Politicamente, è stato un passo cruciale verso una maggiore integrazione europea, perché ha rafforzato la cooperazione tra gli Stati membri e ha aggiunto un nuovo tassello all’identità europea. Anche il nome e il simbolo sono stati scelti in modo condiviso, come si può leggere sul sito dell’Unione EuropeaIl nome “euro” è stato scelto dal Consiglio europeo di Madrid del 1995. Il simbolo dell’euro (€) si ispira alla lettera greca epsilon (Є) e rappresenta inoltre la prima lettera della parola “Europa”, mentre le due barrette parallele stanno a significare stabilità.

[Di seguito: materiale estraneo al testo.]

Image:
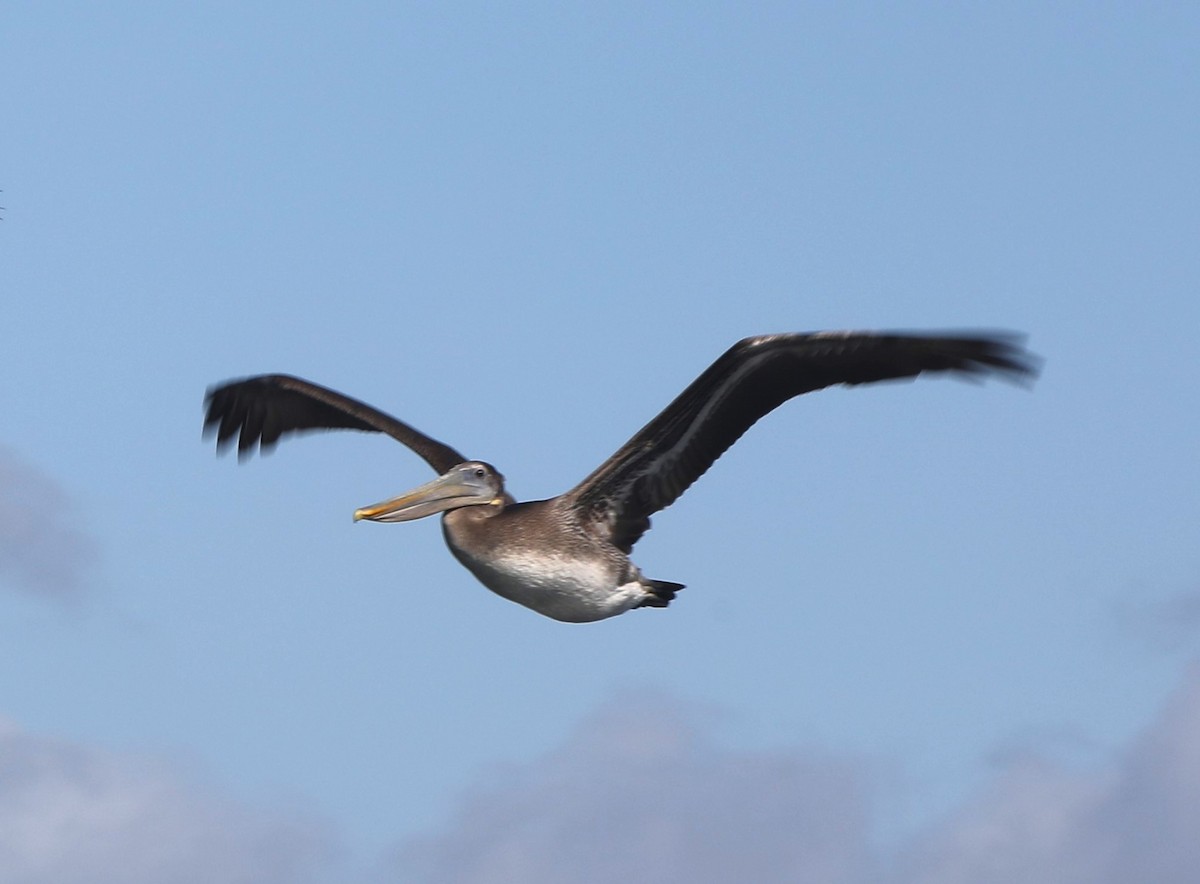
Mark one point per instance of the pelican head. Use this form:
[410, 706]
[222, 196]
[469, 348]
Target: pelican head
[471, 483]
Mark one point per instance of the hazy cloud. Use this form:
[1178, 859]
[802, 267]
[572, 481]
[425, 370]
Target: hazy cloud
[641, 793]
[71, 815]
[41, 549]
[1138, 819]
[1170, 623]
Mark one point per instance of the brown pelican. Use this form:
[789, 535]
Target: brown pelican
[568, 557]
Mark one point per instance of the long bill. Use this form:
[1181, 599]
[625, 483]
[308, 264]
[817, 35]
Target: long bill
[447, 492]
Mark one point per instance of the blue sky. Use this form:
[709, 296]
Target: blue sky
[929, 629]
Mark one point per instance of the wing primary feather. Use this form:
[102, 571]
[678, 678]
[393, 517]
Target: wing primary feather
[263, 409]
[749, 380]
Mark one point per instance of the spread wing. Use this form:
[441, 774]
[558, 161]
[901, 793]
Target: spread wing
[261, 410]
[753, 378]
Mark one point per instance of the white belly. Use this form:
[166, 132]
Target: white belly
[562, 588]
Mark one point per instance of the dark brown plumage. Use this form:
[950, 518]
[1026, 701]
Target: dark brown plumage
[568, 557]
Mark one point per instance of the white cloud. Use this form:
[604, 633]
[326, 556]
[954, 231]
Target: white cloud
[41, 551]
[71, 815]
[1138, 819]
[640, 793]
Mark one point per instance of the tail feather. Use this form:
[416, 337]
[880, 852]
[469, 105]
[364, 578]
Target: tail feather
[661, 593]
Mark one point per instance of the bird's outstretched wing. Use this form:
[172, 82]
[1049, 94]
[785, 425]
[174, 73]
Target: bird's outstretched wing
[751, 378]
[259, 410]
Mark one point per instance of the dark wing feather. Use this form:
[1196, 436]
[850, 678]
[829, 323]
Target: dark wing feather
[751, 378]
[261, 410]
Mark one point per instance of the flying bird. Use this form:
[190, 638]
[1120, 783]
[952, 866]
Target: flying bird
[568, 557]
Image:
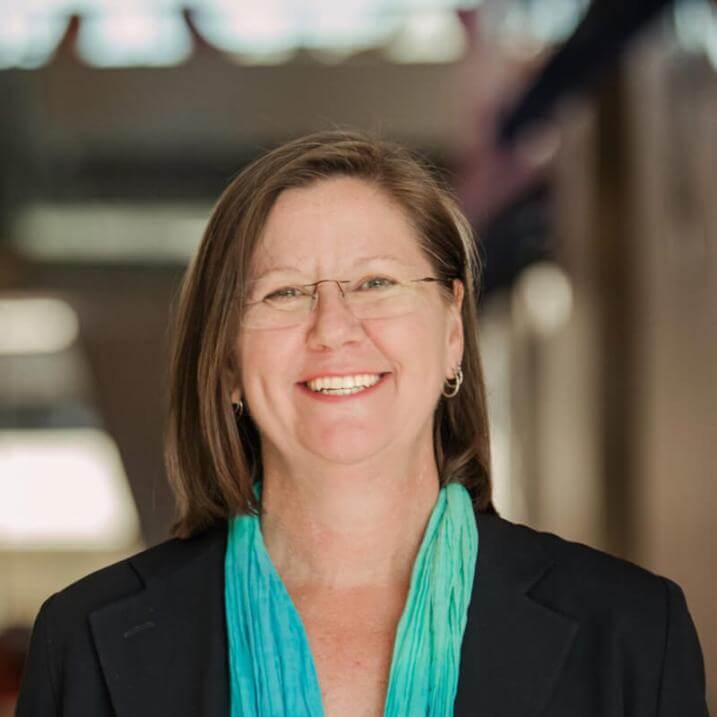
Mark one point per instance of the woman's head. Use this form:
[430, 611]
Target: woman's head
[330, 206]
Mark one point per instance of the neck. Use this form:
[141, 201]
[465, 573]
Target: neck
[343, 527]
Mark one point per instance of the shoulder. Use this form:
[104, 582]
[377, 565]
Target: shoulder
[578, 579]
[126, 577]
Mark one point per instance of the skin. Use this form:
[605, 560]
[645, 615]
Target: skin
[348, 486]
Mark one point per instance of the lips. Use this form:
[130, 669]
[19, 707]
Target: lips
[329, 398]
[331, 374]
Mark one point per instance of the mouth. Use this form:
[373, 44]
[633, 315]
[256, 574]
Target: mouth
[341, 394]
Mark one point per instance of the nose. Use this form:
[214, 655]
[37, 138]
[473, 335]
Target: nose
[332, 322]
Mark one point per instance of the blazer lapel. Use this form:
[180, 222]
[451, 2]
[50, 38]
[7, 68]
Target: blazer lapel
[513, 647]
[164, 651]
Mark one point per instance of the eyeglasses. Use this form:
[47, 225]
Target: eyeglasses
[371, 297]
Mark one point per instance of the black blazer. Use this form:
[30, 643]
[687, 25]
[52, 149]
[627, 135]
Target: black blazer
[555, 629]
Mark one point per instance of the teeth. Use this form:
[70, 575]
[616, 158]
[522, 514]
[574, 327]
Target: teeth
[342, 385]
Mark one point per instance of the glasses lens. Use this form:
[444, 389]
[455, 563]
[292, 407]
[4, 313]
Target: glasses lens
[381, 298]
[368, 298]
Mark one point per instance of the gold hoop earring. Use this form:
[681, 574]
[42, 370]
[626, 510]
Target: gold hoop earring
[454, 384]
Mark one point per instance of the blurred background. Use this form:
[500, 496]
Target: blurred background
[581, 139]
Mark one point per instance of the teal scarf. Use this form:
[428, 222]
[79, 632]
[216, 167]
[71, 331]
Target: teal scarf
[271, 668]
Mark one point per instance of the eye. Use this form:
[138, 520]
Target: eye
[286, 292]
[377, 282]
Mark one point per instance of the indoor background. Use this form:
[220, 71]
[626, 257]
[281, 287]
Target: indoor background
[581, 140]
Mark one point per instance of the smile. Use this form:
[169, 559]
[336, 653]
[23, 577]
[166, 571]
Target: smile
[333, 388]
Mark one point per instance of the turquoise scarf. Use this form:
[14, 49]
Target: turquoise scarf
[271, 668]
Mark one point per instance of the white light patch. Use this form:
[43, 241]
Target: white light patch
[126, 37]
[546, 293]
[64, 490]
[257, 28]
[28, 38]
[35, 325]
[429, 37]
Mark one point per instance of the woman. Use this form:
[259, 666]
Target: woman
[336, 547]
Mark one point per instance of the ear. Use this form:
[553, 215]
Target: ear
[455, 336]
[235, 391]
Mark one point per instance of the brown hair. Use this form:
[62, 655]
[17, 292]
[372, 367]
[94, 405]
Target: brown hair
[212, 459]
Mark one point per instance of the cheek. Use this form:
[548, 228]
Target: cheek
[263, 360]
[416, 345]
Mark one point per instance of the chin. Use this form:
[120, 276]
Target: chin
[347, 445]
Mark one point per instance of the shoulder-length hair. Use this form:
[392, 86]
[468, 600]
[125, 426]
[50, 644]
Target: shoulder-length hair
[212, 458]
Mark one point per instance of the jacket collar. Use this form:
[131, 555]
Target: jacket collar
[164, 650]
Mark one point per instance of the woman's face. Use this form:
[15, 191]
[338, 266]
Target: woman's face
[340, 228]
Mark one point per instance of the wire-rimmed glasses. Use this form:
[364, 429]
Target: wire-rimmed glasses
[370, 297]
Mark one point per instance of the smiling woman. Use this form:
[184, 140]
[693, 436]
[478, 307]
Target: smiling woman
[336, 548]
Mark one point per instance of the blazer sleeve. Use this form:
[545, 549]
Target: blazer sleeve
[682, 686]
[37, 692]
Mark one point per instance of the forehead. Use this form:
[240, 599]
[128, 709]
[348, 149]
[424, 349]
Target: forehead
[332, 225]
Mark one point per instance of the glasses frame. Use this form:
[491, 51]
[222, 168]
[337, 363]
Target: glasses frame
[315, 285]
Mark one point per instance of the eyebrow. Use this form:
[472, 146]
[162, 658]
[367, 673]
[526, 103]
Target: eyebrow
[361, 260]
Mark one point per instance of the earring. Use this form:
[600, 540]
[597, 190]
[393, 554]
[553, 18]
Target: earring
[453, 388]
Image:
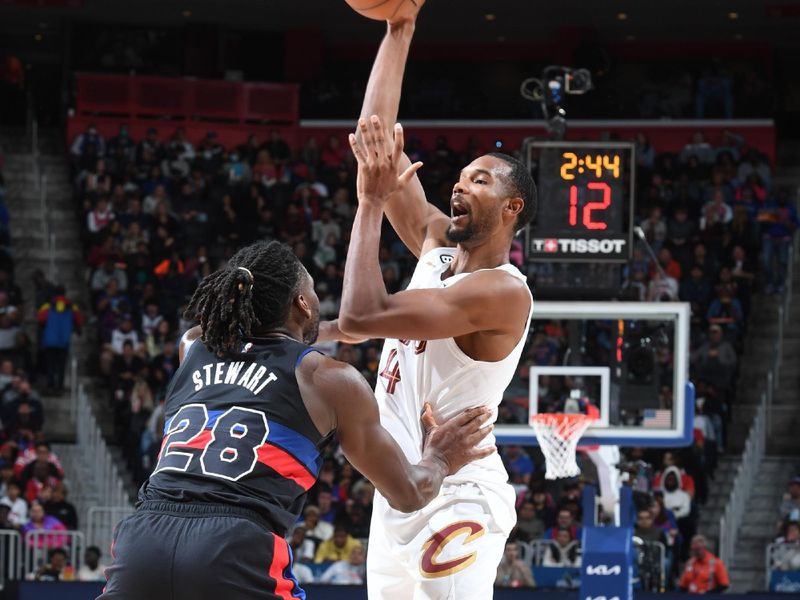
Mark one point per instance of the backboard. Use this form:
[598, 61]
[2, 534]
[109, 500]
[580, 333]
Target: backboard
[624, 362]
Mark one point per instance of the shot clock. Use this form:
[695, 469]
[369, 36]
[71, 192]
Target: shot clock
[585, 202]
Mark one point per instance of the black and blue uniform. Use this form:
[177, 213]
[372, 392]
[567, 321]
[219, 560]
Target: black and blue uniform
[239, 454]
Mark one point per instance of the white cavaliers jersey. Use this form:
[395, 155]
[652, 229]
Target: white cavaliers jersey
[412, 373]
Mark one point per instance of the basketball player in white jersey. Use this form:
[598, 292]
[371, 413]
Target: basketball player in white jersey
[453, 339]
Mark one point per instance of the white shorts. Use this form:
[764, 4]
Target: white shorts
[449, 550]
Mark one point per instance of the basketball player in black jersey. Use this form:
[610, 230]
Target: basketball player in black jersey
[246, 415]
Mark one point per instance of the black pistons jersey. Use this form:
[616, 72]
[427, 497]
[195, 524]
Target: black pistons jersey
[237, 432]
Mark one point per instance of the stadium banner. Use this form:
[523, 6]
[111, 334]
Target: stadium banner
[784, 582]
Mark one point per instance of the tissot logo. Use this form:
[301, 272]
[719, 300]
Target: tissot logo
[603, 570]
[578, 246]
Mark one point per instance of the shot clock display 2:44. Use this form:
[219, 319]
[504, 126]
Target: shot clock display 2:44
[585, 201]
[589, 164]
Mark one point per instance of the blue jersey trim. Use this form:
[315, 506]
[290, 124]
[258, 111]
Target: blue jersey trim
[303, 354]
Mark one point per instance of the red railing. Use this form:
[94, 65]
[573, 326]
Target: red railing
[142, 97]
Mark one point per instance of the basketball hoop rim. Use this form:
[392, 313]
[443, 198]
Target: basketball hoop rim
[558, 418]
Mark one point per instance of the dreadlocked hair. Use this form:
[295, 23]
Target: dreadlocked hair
[232, 302]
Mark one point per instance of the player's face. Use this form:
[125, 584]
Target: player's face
[478, 199]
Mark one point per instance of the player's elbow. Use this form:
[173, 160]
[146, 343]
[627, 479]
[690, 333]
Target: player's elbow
[408, 502]
[355, 324]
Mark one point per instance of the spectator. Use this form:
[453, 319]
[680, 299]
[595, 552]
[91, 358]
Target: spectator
[512, 572]
[316, 529]
[109, 271]
[60, 508]
[715, 360]
[518, 464]
[779, 222]
[647, 529]
[698, 148]
[39, 521]
[704, 572]
[100, 216]
[715, 212]
[124, 334]
[302, 573]
[786, 557]
[338, 547]
[41, 453]
[87, 145]
[662, 288]
[675, 498]
[562, 551]
[41, 476]
[92, 569]
[59, 319]
[347, 572]
[655, 228]
[529, 525]
[17, 506]
[327, 508]
[303, 548]
[790, 505]
[726, 311]
[54, 569]
[564, 520]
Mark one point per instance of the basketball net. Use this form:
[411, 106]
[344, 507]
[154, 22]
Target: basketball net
[558, 435]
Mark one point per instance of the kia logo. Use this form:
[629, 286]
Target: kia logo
[603, 570]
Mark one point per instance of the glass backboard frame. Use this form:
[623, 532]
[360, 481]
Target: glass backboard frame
[681, 431]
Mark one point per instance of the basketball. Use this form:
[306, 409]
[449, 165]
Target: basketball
[380, 10]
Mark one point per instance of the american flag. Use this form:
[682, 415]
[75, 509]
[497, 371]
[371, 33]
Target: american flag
[657, 417]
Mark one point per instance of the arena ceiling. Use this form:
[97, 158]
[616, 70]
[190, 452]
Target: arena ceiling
[458, 21]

La conversione dalla lira all’euro

I primi paesi ad aderire all’euro sono stati Austria, Belgio, Finlandia, Francia, Germania, Irlanda, Italia, Lussemburgo, Paesi Bassi, Portogallo, Spagna, che fino a quel momento adottavano scellino, franco, marco, sterlina, lira, fiorino, escudo e peseta. Per valuta nazionale è stato definito il corrispettivo in euro secondo il tasso di cambio. Il tasso di cambio è il prezzo di una moneta (quella nazionale), relativamente a un’altra (l’euro). Questo valore, tranne in casi particolari, oscilla liberamente e rispecchia gli equilibri tra le economie dei paesi che coniano e utilizzano le due monete. Secondo gli accordi per la transizione all’euro, i tassi di cambio tra le valute nazionali e la moneta unica si sono basati sui tassi di cambio al 31 dicembre 1998. Secondo questi tassi di cambio, 1 euro valeva 1936,27 lire italiane, al pari di 40,34 franchi belgi, 1,96 marchi tedeschi, 166,39 peseta spagnole e così via per tutti i 12 stati membri dell’epoca.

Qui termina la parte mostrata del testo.